We evaluate strategies based solely on the exhaust data, so first I’ll run through what I’d look at just based on backtest results, then I’ll speak to the extra info you’ve shared by pointing us to the paper you referenced and by exposing the logic.
The first thing we do is to run the longest historical backtest we can get to complete. For contest algos we do this using a test harness that lets us dump in any algo by it’s identifier, along with any desired start/end dates, starting capital base and cost models. In this case however, I just cloned your algo and ran backtests by hand.
The longest backtest i could get to complete started 1/1/2011 (attached here). I didn’t dig into why it breaks earlier, but typically we prefer to have at least 5 - 10 year backtest to evaluate. Because I could access your leverage in the algo, I set that to 1.0 so I could evaluate the strategy separate from any leverage affects.
While results of this backtest would pass our beta filter, it would not pass our first level performance filters for the fund (Annl returns > 7%, Annl Sharpe > 0.60) - so this algo wouldn’t make it past this initial stage of evaluation for further analysis.
In this case however, you’ve shared the details of your strategy and your code directly, so I took a little more time poking around to try to see why this algo doesn’t look that hot.
As a rule, the idea of choosing an interesting academic paper to replicate and tweak is a great one - I definitely support that approach! In this case the paper describes a method for selecting a long-only portfolio of stocks based on looking at mean reversion — seems reasonable — but it’s not designed as a hedged strategy which is what we’re interested in for our fund. The authors specifically mention that the strategy is designed for ‘self financed’ portfolios, and they aren’t going to explore margin/short selling.
At this point I’m then curious to check, how does this algo do if you remove the hedge you’ve added in QQQ and just dial back to a pure replication of the paper. I checked that out and indeed it looks much more profitable ( see next backtest below, Sharpe of > 1.0 for the full backtest period), but alas, now you’re back to a Beta of just about 1.0. What that tells me is that this strategy derives the majority of it’s power from following the market and that it’s no longer consistently profitable when hedged, or at least when hedged the way you’ve implemented it here (50% allocation to shorting QQQ on a fixed basis).

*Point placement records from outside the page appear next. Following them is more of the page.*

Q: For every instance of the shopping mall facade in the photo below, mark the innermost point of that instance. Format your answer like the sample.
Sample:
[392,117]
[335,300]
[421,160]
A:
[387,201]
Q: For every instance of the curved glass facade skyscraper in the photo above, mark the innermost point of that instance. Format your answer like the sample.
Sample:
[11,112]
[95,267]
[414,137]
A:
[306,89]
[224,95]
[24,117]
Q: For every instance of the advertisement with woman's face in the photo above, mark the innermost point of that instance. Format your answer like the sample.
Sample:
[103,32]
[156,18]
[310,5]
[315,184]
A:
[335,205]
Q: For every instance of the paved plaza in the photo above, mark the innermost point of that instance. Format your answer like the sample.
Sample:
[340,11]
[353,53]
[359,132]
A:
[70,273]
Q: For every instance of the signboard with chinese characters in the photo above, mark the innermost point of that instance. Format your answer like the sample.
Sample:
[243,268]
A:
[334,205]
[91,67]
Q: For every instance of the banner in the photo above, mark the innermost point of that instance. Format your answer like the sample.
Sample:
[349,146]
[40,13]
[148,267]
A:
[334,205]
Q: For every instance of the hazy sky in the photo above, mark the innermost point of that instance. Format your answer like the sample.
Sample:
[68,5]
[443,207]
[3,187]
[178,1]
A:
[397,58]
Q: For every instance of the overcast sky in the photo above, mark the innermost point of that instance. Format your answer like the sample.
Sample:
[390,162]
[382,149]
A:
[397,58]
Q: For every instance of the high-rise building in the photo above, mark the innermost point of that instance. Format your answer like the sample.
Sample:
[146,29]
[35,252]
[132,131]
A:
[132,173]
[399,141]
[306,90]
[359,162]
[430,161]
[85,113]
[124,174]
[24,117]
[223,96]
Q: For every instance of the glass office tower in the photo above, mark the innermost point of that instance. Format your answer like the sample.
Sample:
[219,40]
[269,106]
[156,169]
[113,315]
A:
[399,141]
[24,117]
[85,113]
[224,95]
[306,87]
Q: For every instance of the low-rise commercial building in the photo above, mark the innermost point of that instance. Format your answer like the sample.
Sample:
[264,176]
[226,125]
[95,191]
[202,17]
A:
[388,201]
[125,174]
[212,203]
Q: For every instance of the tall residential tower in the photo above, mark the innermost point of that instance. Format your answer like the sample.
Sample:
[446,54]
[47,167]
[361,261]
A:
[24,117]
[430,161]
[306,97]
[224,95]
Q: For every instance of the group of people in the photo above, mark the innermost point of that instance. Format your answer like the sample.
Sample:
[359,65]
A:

So where would I go from here? Personally I’d probably choose a paper or template that starts off exploiting mean reversion from a long/short approach natively vs. bolting on the hedge after the fact. There’s a template of a long/short mean reversion algo that we’ve recently added to our Help pages. if I wanted to pursue the techniques outlined in this paper then I’d probably start with the short side, since that seems to where things are falling apart. Rather than allocating a static 50% of my portfolio value to QQQ I’d be interested in trying to allocate 50% long in stocks who are under-performing and 50% short to individual stocks that are out-performing.
I hope that's helpful and I'd be happy to look at any other interesting strategies you'd like to send our way!